Bulgarian rhythmic gymnast

Kristina Shikerova (Кристина Шикерова) is a retired Bulgarian rhythmic gymnast. She competed as both an individual and group member and won medals at the European Championships and World Championships. She now works as a coach.

== Personal life ==
Shikerova has three children with a businessman whom she was married to for over twenty years before they divorced. She coaches her daughter Siyana in gymnastics. In 2023, she received a degree in sports from the National Sports Academy "Vasil Levski".

== Career ==
Shikerova began training in artistic gymnastics at age 6 and was introduced to rhythmic gymnastics at age 7 by a coach she met at a competition. She joined the national team at age 10, where she trained for 14-15 hours a day.

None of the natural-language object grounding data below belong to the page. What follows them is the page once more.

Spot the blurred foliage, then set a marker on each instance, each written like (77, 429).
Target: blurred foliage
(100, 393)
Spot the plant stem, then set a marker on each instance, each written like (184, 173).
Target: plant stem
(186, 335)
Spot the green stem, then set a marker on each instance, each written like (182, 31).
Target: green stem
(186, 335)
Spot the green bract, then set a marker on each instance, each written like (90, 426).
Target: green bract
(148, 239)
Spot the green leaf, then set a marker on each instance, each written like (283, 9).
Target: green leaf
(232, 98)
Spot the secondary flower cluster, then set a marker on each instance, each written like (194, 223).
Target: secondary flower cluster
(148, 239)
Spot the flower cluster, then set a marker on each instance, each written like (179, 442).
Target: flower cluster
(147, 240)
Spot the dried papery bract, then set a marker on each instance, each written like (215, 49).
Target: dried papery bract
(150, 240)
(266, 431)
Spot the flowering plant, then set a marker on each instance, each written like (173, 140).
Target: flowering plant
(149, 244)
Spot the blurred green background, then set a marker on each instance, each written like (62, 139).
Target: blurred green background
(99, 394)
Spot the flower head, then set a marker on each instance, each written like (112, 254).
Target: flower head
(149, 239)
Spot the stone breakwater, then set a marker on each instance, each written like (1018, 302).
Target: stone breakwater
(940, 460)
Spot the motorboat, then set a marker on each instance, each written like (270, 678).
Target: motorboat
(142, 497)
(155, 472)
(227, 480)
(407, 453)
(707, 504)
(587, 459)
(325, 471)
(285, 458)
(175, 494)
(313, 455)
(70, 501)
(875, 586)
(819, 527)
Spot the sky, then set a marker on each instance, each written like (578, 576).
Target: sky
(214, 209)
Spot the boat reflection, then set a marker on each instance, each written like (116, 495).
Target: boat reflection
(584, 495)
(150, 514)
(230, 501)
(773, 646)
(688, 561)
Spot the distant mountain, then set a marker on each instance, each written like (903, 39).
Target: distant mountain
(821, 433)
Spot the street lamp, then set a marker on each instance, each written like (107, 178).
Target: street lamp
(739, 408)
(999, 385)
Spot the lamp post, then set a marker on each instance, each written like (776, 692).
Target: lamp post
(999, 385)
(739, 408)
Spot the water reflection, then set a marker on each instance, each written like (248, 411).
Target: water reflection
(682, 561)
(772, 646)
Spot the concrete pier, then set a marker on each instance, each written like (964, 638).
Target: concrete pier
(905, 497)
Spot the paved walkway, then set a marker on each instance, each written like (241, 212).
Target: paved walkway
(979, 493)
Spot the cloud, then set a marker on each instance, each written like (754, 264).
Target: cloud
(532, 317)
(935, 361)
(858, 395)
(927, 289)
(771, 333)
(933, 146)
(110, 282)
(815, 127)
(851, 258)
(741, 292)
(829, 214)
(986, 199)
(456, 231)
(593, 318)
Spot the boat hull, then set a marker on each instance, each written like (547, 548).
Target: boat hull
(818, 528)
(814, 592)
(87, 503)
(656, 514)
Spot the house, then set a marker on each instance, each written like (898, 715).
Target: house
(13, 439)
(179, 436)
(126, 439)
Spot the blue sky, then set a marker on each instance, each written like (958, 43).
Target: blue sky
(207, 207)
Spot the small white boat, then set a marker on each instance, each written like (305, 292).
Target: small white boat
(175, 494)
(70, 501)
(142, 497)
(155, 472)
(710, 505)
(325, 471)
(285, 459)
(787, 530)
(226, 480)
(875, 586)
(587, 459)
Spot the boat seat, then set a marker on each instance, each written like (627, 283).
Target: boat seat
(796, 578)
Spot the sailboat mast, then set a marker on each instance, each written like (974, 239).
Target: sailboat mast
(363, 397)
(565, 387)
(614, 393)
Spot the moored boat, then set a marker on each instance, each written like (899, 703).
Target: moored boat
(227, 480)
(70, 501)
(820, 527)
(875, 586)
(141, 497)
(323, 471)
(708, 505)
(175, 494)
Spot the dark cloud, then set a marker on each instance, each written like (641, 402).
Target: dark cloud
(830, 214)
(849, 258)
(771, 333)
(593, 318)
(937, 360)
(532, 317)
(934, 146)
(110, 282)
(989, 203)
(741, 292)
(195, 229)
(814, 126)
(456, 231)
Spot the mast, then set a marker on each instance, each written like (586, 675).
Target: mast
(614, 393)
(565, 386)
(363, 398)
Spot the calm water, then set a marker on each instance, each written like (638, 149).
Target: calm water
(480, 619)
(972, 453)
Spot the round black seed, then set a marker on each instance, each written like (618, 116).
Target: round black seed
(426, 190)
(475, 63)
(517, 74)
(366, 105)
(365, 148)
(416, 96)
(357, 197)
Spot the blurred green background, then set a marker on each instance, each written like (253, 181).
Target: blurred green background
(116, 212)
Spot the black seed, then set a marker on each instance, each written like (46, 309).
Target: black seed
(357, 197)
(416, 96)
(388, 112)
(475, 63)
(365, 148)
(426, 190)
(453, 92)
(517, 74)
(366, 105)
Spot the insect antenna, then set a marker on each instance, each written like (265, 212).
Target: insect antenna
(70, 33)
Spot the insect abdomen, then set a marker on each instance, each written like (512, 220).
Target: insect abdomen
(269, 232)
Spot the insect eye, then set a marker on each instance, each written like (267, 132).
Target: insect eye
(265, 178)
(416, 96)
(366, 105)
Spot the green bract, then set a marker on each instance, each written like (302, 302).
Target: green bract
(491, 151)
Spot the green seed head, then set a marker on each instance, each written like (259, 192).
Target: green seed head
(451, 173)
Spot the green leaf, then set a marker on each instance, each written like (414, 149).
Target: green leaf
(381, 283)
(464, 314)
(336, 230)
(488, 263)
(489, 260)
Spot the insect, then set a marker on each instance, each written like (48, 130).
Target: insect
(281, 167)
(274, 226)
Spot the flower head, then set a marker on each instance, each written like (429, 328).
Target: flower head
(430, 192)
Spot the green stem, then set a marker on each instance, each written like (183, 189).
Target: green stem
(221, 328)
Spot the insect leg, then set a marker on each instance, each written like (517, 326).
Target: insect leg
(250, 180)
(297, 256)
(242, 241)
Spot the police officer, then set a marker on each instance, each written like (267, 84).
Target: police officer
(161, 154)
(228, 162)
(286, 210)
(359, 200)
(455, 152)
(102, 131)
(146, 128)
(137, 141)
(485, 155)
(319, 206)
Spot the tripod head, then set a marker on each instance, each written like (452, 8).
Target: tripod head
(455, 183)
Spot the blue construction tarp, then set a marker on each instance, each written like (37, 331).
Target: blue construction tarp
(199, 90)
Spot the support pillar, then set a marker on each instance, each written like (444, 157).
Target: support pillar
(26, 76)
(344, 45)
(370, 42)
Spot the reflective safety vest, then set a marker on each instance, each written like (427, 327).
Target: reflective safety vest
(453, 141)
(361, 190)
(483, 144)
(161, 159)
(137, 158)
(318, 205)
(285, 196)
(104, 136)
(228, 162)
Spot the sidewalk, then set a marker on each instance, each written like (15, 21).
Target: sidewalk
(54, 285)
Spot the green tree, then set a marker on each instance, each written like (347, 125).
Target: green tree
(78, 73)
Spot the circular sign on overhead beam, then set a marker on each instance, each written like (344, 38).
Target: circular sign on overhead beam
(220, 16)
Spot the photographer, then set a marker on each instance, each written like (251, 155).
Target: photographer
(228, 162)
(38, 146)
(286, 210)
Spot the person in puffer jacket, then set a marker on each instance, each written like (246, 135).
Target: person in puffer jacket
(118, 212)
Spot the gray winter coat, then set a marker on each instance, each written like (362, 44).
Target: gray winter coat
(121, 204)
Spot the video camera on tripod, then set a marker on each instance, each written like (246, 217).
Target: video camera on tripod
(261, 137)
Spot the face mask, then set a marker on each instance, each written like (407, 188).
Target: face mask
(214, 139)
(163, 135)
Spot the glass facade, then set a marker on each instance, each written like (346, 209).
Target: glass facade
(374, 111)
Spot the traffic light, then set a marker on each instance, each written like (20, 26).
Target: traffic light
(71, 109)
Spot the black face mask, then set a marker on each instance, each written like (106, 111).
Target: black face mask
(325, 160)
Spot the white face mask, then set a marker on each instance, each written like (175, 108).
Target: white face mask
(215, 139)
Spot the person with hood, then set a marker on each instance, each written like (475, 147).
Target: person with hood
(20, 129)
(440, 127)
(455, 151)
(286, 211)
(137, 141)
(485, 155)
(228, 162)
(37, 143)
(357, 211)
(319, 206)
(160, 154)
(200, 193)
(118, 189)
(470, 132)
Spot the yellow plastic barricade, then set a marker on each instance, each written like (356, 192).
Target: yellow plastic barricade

At the European Cup in June 1991, she won a gold medal in the clubs final and finished fourth in the all-around. Her best performance at an international competition was that October at the 1991 World Championship in Piraeus, where she won the silver medal in the rope final and another silver medal in the team competition, along with her teammates, Mila Marinova and Maria Petrova. She was also fourth in the individual all-around as well as in the hoop final.

In 1993, Shikerova became a member of the national group. As part of the group, she competed at the 1993 Bucharest European Championships. There, she and the group won two silver medals, in the all-around and in six ropes, as well as the gold medal in four hoops and two pairs of club.,

Shikerova retired in 1994 and began coaching at Levski Club. After coaching there for more than a decade, in 2017, she founded her own gymnastics club.